[转帖]kubernetes calico网络

https://plantegg.github.io/2022/01/19/kubernetes%20calico%E7%BD%91%E7%BB%9C/

cni 网络

cni0 is a Linux network bridge device, all veth devices will connect to this bridge, so all Pods on the same node can communicate with each other, as explained in Kubernetes Network Model and the hotel analogy above.
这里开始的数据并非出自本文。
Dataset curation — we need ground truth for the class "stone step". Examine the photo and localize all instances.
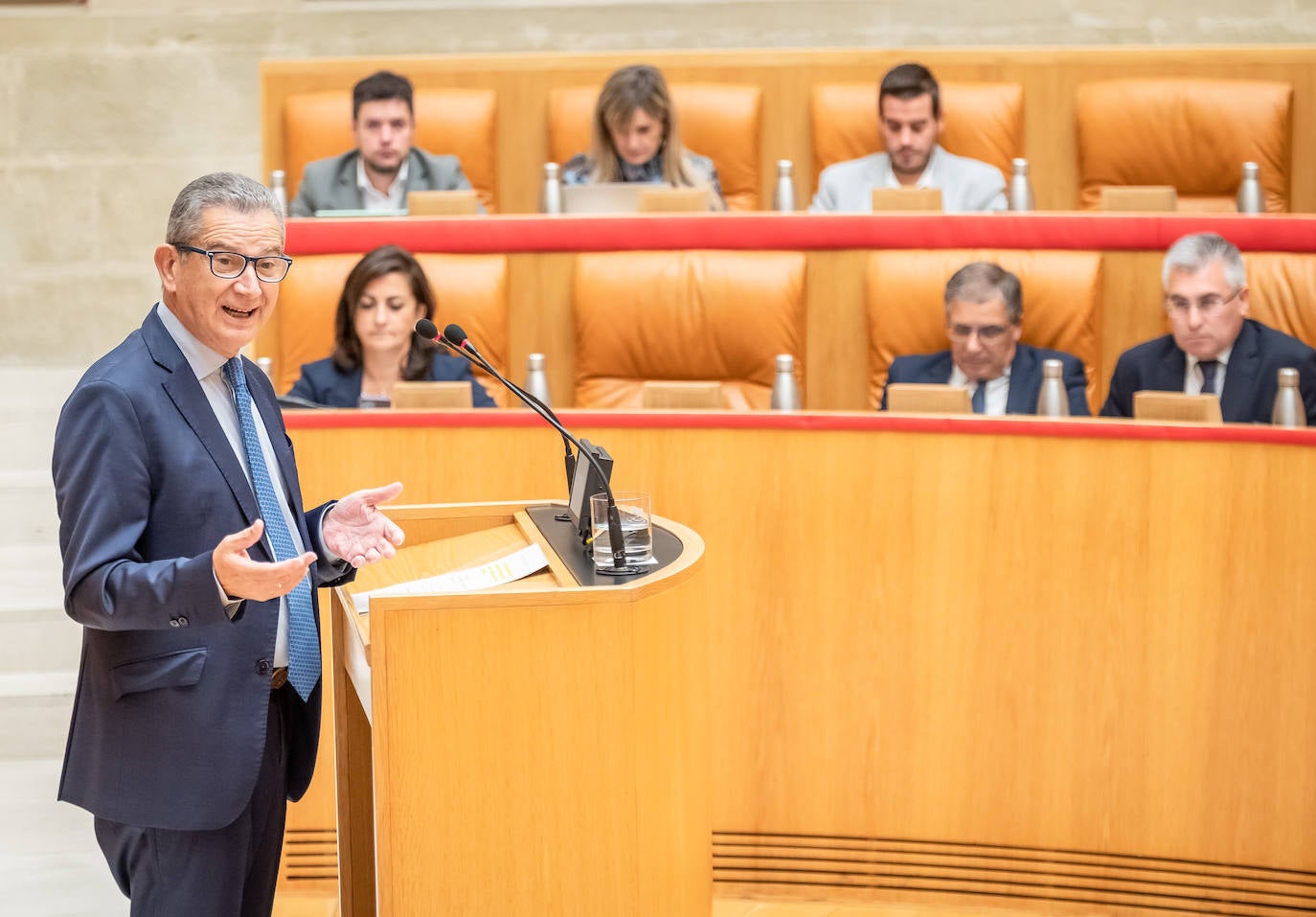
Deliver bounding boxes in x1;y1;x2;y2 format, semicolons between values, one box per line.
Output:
0;676;74;761
0;469;59;547
0;366;83;475
0;607;81;677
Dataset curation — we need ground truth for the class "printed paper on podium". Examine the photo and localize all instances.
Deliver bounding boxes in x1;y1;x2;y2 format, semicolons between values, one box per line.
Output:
352;544;549;614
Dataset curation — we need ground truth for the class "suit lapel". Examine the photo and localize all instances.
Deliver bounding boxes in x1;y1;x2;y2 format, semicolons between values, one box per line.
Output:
142;307;263;544
1220;321;1260;421
1006;343;1041;415
1158;334;1189;392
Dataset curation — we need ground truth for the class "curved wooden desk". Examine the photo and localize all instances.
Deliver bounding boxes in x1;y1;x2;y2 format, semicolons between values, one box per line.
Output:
288;410;1316;914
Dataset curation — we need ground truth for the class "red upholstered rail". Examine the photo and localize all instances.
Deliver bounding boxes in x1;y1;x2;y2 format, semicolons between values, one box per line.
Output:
288;213;1316;255
283;409;1316;446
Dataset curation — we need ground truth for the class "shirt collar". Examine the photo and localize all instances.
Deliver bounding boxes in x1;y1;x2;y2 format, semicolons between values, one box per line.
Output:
947;360;1013;388
356;154;411;197
1185;343;1233;373
886;144;943;188
155;303;229;378
617;151;662;181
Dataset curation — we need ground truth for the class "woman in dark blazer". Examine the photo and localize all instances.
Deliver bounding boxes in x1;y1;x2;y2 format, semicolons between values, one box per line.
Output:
288;244;495;408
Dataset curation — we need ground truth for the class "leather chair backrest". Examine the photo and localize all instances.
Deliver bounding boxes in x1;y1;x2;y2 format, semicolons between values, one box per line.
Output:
256;253;510;405
549;83;763;211
1242;251;1316;347
1074;79;1294;213
573;251;806;409
283;88;497;213
865;249;1113;408
809;83;1024;188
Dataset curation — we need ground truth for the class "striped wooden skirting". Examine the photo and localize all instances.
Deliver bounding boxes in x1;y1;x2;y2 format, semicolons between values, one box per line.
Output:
279;828;338;891
714;832;1316;917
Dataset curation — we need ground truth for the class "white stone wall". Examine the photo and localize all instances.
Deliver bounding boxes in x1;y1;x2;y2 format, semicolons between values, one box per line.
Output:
0;0;1316;366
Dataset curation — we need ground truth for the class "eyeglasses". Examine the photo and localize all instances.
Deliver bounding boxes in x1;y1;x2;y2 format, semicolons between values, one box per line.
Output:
946;319;1010;343
1165;287;1242;316
173;242;292;283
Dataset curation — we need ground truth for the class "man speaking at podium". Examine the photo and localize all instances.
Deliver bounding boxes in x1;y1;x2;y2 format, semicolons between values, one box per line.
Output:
53;173;401;917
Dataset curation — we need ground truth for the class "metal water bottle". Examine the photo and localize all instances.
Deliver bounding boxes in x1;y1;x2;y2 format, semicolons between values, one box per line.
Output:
1238;162;1266;213
771;354;800;410
1008;159;1033;213
773;159;795;213
1270;367;1306;426
270;169;288;216
539;162;562;213
524;354;553;406
1037;359;1069;417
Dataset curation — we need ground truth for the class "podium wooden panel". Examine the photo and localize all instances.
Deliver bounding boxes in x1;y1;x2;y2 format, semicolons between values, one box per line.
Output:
288;412;1316;917
331;504;712;917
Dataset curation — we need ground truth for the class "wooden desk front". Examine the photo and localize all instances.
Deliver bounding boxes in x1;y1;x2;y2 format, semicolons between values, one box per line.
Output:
288;412;1316;913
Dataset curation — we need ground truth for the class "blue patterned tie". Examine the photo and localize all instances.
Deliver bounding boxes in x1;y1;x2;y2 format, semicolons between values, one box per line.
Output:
224;356;320;699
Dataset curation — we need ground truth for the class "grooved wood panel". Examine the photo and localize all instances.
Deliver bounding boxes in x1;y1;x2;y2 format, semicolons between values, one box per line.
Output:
292;416;1316;914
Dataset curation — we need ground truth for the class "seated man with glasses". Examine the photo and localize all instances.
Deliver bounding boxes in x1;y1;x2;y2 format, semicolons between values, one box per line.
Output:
1101;233;1316;424
882;261;1091;417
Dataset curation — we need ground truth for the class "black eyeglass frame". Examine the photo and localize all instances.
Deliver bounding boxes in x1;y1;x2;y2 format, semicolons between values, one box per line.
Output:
170;242;292;283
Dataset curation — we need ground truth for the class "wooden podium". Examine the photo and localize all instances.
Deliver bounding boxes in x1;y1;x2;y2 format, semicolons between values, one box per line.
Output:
330;502;712;917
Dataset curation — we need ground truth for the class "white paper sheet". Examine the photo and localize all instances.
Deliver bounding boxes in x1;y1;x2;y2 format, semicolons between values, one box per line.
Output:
352;544;549;614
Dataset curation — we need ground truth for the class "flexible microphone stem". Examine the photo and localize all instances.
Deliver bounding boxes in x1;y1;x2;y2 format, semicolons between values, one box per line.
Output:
416;318;580;487
416;318;641;574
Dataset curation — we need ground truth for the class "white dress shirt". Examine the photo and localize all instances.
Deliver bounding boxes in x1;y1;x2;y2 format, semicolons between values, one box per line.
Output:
356;156;411;212
155;303;306;667
1183;345;1233;398
950;363;1010;417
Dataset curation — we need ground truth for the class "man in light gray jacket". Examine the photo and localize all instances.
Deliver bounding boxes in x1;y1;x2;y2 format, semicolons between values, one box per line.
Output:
809;63;1006;213
288;70;471;218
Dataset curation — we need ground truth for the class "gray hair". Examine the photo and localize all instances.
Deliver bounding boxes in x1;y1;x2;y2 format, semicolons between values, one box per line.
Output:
1161;233;1248;288
165;172;283;244
945;261;1024;325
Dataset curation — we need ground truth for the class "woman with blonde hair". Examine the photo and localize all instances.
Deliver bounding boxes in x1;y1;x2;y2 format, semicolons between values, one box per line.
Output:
562;63;726;211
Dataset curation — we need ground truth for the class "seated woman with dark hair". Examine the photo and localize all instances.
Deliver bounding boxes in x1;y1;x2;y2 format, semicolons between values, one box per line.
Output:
562;63;726;211
288;244;495;408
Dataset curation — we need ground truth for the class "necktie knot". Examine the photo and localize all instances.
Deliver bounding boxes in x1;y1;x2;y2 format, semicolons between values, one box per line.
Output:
224;356;320;699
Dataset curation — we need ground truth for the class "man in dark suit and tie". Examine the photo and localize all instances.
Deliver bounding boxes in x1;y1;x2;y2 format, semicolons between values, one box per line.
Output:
1101;233;1316;424
53;173;401;917
882;261;1091;417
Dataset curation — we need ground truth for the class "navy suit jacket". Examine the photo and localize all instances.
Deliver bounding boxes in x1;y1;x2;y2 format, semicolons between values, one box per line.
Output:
882;343;1092;417
288;354;496;408
1101;318;1316;426
53;306;352;830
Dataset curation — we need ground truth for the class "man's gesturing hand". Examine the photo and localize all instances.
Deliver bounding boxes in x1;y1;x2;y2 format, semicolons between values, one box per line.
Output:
212;519;316;601
320;482;402;567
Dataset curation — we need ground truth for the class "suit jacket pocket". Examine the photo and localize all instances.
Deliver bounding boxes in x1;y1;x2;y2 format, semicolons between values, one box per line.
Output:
109;646;208;699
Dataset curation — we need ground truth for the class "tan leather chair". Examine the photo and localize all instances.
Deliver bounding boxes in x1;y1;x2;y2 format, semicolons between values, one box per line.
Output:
865;249;1113;413
283;88;497;213
1242;251;1316;347
256;253;510;405
809;81;1024;188
573;251;806;409
1074;79;1294;213
549;83;763;211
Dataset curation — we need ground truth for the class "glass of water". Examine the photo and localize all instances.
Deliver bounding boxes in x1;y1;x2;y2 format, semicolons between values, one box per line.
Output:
590;491;654;567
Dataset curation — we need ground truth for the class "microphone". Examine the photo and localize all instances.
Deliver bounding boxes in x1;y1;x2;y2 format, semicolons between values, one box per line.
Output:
416;318;644;575
416;318;575;488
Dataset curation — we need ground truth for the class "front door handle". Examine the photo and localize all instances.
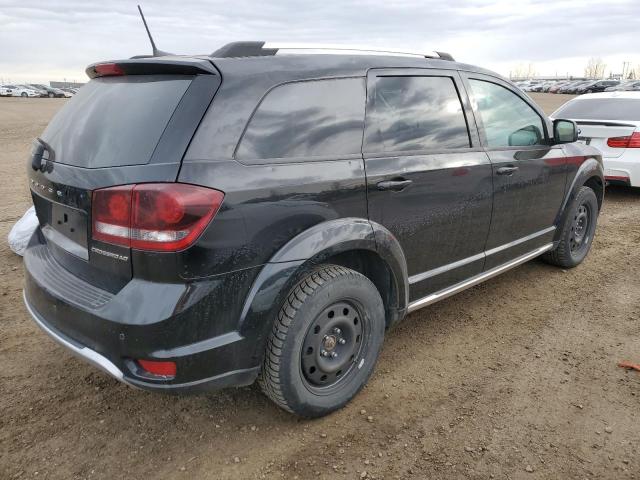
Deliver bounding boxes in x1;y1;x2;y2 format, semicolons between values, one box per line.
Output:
496;166;520;175
377;179;413;192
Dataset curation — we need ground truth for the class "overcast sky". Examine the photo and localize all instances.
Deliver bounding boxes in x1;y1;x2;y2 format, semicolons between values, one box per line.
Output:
0;0;640;83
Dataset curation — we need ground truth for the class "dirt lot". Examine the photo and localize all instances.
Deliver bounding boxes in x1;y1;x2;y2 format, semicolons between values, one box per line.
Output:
0;94;640;479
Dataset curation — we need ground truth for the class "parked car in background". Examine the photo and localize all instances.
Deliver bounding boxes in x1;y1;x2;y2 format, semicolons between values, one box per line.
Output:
549;80;571;93
24;42;604;417
560;80;591;95
0;85;17;97
604;80;640;92
60;87;78;98
18;84;49;97
11;85;41;97
551;92;640;187
576;80;620;95
30;83;65;98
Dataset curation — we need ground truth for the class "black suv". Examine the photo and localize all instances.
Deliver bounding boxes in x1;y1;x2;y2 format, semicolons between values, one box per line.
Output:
25;42;604;417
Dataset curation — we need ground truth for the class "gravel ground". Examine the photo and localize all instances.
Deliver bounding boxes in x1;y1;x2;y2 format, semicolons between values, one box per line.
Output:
0;94;640;479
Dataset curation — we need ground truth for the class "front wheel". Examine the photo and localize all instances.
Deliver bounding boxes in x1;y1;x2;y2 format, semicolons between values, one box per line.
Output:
543;187;598;268
258;265;385;418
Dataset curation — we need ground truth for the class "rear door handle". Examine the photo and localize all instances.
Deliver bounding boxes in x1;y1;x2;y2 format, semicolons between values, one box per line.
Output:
496;166;520;175
377;179;413;192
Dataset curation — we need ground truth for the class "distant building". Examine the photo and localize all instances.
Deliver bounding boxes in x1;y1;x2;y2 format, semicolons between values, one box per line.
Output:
49;82;84;88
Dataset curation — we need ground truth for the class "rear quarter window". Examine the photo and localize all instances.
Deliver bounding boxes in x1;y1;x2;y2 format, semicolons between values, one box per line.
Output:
236;78;365;163
552;98;640;122
40;75;193;168
365;76;470;153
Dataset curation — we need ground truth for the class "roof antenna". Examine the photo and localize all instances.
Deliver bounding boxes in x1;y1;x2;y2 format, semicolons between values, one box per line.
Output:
138;5;171;57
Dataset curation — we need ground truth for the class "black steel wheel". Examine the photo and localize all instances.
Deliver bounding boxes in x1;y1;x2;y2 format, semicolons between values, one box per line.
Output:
258;265;385;417
543;187;599;268
300;301;366;394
cni（Container Network Interface）

CNI 全称为 Container Network Interface，是用来定义容器网络的一个规范。containernetworking/cni 是一个 CNCF 的 CNI 实现项目，包括基本额 bridge,macvlan等基本网络插件。

一般将cni各种网络插件的可执行文件二进制放到 /opt/cni/bin ，在 /etc/cni/net.d/ 下创建配置文件，剩下的就交给 K8s 或者 containerd 了，我们不关心也不了解其实现。

比如：

#ls -lh /opt/cni/bin/

总用量 90M

-rwxr-x--- 1 root root 4.0M 12月 23 09:39 bandwidth

-rwxr-x--- 1 root root 35M 12月 23 09:39 calico

-rwxr-x--- 1 root root 35M 12月 23 09:39 calico-ipam

-rwxr-x--- 1 root root 3.0M 12月 23 09:39 flannel

-rwxr-x--- 1 root root 3.5M 12月 23 09:39 host-local

-rwxr-x--- 1 root root 3.1M 12月 23 09:39 loopback

-rwxr-x--- 1 root root 3.8M 12月 23 09:39 portmap

-rwxr-x--- 1 root root 3.3M 12月 23 09:39 tuning

[root@hygon3 15:55 /root]

#ls -lh /etc/cni/net.d/

总用量 12K

-rw-r--r-- 1 root root 607 12月 23 09:39 10-calico.conflist

-rw-r----- 1 root root 292 12月 23 09:47 10-flannel.conflist

-rw------- 1 root root 2.6K 12月 23 09:39 calico-kubeconfig

CNI 插件都是直接通过 exec 的方式调用，而不是通过 socket 这样 C/S 方式，所有参数都是通过环境变量、标准输入输出来实现的。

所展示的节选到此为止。